Further, it is not possible to deal with the dynamic variation of
the IP based network. There is a problem that the IP based network
cannot be efficiently managed nor cannot be efficiently divided
during fault occurrence, when the IP based network is managed by
the limited number of probe apparatuses.
SUMMARY OF THE INVENTION
[0024] An object of the present invention is to rationally manage
the IP based network in accordance with the variation of the status
in the IP based network to be managed.
[0025] In order to accomplish the above-mentioned object, in
accordance with the first aspect of the present invention, a probe
apparatus for receiving a monitor signal from an optical channel
selector, comprises:
[0026] a connecting member for connecting the optical channel
selector through a predetermined communication line; and
[0027] a channel selecting signal outputting section for outputting
a channel selecting signal to the optical channel selector.
[0028] According to the first aspect of the present invention, the
channel selecting signal outputting section outputs the channel
selecting signal to the optical channel selector.

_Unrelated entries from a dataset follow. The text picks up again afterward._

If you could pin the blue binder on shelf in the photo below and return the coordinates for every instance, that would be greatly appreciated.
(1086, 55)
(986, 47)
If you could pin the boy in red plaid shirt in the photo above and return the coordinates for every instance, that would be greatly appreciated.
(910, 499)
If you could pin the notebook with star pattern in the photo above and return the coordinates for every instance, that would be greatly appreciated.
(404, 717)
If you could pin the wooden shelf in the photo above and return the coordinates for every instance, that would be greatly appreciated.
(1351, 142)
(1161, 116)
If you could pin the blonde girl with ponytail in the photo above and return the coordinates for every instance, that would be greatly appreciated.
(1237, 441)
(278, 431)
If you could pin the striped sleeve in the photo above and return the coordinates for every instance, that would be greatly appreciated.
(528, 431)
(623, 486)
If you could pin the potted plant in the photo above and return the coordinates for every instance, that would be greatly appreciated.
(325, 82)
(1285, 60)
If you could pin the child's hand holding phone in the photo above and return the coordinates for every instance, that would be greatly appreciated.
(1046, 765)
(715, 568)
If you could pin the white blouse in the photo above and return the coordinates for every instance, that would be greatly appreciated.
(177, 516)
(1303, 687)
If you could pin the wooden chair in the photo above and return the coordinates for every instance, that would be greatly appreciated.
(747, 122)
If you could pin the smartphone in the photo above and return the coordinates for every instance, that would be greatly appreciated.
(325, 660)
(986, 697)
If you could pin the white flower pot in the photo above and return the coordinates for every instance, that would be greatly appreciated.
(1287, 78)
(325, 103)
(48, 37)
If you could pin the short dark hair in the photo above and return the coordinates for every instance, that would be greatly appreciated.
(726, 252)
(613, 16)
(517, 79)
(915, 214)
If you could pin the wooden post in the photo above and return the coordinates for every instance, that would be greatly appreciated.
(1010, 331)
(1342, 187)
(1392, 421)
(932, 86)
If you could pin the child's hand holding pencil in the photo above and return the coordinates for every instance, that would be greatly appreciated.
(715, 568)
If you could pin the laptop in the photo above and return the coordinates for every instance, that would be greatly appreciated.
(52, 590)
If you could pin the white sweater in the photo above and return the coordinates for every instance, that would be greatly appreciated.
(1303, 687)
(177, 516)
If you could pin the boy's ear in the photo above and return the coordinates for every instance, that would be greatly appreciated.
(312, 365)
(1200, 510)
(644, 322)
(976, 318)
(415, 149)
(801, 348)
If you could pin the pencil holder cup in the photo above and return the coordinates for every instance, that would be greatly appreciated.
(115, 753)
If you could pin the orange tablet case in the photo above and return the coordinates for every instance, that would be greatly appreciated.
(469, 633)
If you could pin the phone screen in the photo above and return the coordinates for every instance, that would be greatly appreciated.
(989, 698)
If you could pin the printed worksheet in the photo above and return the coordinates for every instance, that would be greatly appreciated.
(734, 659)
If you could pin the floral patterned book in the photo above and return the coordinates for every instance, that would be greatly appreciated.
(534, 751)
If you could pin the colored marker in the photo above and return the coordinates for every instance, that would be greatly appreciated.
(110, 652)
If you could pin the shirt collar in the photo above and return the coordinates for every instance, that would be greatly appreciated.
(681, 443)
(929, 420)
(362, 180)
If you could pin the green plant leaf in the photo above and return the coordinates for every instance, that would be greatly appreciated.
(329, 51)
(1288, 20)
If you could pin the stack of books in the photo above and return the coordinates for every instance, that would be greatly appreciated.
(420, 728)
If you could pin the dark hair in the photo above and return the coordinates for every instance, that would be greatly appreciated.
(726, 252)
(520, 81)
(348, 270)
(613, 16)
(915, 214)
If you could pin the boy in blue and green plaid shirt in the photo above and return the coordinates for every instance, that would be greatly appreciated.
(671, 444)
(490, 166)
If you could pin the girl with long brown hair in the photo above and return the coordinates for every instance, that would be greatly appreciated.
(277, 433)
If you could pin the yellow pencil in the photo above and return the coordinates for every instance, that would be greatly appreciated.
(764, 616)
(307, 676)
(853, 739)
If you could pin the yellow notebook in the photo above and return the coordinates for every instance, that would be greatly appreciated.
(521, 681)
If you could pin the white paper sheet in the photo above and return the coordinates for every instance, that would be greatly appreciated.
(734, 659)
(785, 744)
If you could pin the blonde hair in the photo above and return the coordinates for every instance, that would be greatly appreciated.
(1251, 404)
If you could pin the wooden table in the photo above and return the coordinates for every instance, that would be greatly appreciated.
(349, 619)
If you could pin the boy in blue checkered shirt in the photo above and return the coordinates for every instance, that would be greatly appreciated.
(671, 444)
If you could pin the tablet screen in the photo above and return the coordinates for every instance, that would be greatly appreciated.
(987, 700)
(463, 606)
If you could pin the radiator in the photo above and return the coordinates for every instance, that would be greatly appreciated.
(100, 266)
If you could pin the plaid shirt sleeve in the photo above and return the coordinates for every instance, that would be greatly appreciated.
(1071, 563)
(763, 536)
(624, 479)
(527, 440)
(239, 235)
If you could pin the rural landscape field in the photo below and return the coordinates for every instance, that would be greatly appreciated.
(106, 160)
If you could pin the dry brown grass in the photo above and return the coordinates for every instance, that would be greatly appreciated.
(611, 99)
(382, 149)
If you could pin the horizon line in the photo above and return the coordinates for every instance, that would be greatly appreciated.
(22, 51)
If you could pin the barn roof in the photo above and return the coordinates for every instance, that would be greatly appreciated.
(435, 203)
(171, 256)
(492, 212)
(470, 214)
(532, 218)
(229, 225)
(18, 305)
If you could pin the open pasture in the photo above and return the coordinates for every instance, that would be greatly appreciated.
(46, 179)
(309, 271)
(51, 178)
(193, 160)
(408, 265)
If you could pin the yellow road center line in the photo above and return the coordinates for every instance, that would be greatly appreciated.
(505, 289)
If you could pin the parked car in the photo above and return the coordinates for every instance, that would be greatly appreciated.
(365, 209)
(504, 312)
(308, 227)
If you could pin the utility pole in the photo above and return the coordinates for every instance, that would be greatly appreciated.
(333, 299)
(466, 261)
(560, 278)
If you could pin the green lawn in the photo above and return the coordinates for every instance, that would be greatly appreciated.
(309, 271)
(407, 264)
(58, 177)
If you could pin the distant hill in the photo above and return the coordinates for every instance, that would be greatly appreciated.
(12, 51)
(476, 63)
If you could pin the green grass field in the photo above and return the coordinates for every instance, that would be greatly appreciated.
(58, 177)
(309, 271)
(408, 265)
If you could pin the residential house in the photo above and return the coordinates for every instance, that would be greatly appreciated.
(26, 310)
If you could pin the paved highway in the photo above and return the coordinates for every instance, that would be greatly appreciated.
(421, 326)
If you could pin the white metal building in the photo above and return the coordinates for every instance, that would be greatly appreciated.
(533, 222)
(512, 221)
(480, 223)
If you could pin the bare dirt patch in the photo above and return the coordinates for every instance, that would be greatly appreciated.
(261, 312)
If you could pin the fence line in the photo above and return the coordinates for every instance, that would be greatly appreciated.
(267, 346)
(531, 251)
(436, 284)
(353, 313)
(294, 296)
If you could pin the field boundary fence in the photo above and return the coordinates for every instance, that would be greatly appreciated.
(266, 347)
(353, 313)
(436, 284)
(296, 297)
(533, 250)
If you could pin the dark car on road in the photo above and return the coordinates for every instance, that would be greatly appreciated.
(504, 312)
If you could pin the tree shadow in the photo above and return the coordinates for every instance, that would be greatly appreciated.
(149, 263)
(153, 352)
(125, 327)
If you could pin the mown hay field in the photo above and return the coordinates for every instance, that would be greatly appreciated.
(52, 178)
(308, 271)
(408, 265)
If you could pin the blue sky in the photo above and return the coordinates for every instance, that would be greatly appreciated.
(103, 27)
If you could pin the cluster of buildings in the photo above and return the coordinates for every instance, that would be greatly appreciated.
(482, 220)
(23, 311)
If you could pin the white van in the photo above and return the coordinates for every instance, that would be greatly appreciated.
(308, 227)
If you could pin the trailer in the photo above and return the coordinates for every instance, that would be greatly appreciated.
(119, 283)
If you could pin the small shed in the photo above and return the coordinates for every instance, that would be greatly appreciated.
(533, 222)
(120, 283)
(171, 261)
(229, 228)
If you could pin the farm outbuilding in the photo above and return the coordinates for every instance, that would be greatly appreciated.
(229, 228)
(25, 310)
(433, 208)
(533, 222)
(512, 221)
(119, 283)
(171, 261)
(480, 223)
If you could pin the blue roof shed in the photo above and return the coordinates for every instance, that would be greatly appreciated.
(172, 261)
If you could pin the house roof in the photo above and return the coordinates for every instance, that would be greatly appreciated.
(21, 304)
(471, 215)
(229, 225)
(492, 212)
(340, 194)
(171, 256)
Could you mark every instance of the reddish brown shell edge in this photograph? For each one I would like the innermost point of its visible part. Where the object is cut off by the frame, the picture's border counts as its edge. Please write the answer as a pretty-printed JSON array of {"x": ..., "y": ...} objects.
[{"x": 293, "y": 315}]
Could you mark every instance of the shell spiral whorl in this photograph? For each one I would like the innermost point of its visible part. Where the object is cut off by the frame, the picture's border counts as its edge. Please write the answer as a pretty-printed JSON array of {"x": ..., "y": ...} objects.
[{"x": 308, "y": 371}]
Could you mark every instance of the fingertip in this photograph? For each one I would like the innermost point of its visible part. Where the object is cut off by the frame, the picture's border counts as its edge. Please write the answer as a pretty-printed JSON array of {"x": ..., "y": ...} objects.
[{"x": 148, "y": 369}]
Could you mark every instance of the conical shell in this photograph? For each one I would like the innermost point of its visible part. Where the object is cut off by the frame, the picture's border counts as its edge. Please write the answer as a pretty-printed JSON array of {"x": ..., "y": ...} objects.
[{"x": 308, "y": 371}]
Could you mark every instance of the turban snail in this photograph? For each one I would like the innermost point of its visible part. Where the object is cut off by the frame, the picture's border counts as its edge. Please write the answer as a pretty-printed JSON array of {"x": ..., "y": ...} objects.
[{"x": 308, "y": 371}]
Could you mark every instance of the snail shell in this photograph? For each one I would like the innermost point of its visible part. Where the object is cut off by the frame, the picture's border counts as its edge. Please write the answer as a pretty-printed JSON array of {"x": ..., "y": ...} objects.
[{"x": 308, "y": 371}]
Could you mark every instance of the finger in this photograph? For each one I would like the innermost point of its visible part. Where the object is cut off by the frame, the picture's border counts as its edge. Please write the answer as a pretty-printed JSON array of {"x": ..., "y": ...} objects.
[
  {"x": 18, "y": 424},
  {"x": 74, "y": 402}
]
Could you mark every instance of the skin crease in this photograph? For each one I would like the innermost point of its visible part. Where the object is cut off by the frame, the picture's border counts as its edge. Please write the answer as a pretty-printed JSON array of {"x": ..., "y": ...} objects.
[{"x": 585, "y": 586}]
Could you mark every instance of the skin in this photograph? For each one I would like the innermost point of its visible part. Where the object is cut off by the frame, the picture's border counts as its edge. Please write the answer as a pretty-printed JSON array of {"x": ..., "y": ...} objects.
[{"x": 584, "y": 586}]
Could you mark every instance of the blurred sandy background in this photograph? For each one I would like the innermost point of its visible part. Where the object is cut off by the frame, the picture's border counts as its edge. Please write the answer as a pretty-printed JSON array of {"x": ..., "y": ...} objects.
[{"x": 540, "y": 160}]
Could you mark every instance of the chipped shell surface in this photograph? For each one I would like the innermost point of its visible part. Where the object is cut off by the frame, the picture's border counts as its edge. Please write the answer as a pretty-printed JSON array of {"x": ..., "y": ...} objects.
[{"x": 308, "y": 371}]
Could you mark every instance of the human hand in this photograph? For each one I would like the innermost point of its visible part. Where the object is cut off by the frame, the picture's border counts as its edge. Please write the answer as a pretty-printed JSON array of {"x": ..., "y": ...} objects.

For example, it
is possible that the probe apparatus transmits the optical channel
selector to the optical channel selector for extracting a
predetermined monitor signal from a plurality of monitor signals,
in order to change the monitor signal to be extracted. Therefore,
it is possible to change the monitor signal to be measured in case
of necessity without measuring the statistic information of all of
the monitor signals at the same time. Further, it is possible to
realize a rational management in accordance with the variation of
the status of the IP based network to be managed.
[0029] The probe apparatus may further comprise:
[0030] a remote control signal receiving section for receiving a
remote control signal from an external section;
[0031] wherein the channel selecting signal outputting section
outputs the channel selecting signal in accordance with the remote
control signal received by the remote control signal receiving
section.
[0032] According to the present invention, the probe apparatus
outputs the channel selecting signal in accordance with the remote
control signal which is supplied from the external section. For
example, it is possible to output the channel selecting signal in
accordance with the remote control signal which is supplied from an
external section such as a management station, a terminal device or
the like.
[0033] In accordance with the second aspect of the present
invention, a probe apparatus, comprises:
[0034] an optical channel selector for selecting a monitor signal
from a plurality of monitor signals; and
[0035] a control section for controlling the optical channel
selector so as to suitably select the monitor signal.
[0036] According to the second aspect of the present invention, the
probe apparatus comprises the optical channel selector and the
channel selection of the optical channel selector can be
controlled. Therefore, it is possible to manage all of the points
on the IP based network without measuring all of the monitor
signals on the IP based network at the same time, by changing the
monitor signal to be measured in case of necessity, when the
statistic information of the monitor signal is measured.
[0037] The probe apparatus may further comprise:
[0038] a remote control signal receiving section for receiving a
remote control signal from one or more external sections;
[0039] wherein the control section controls the optical channel
selector in accordance with the remote control signal received by
the remote channel signal receiving section.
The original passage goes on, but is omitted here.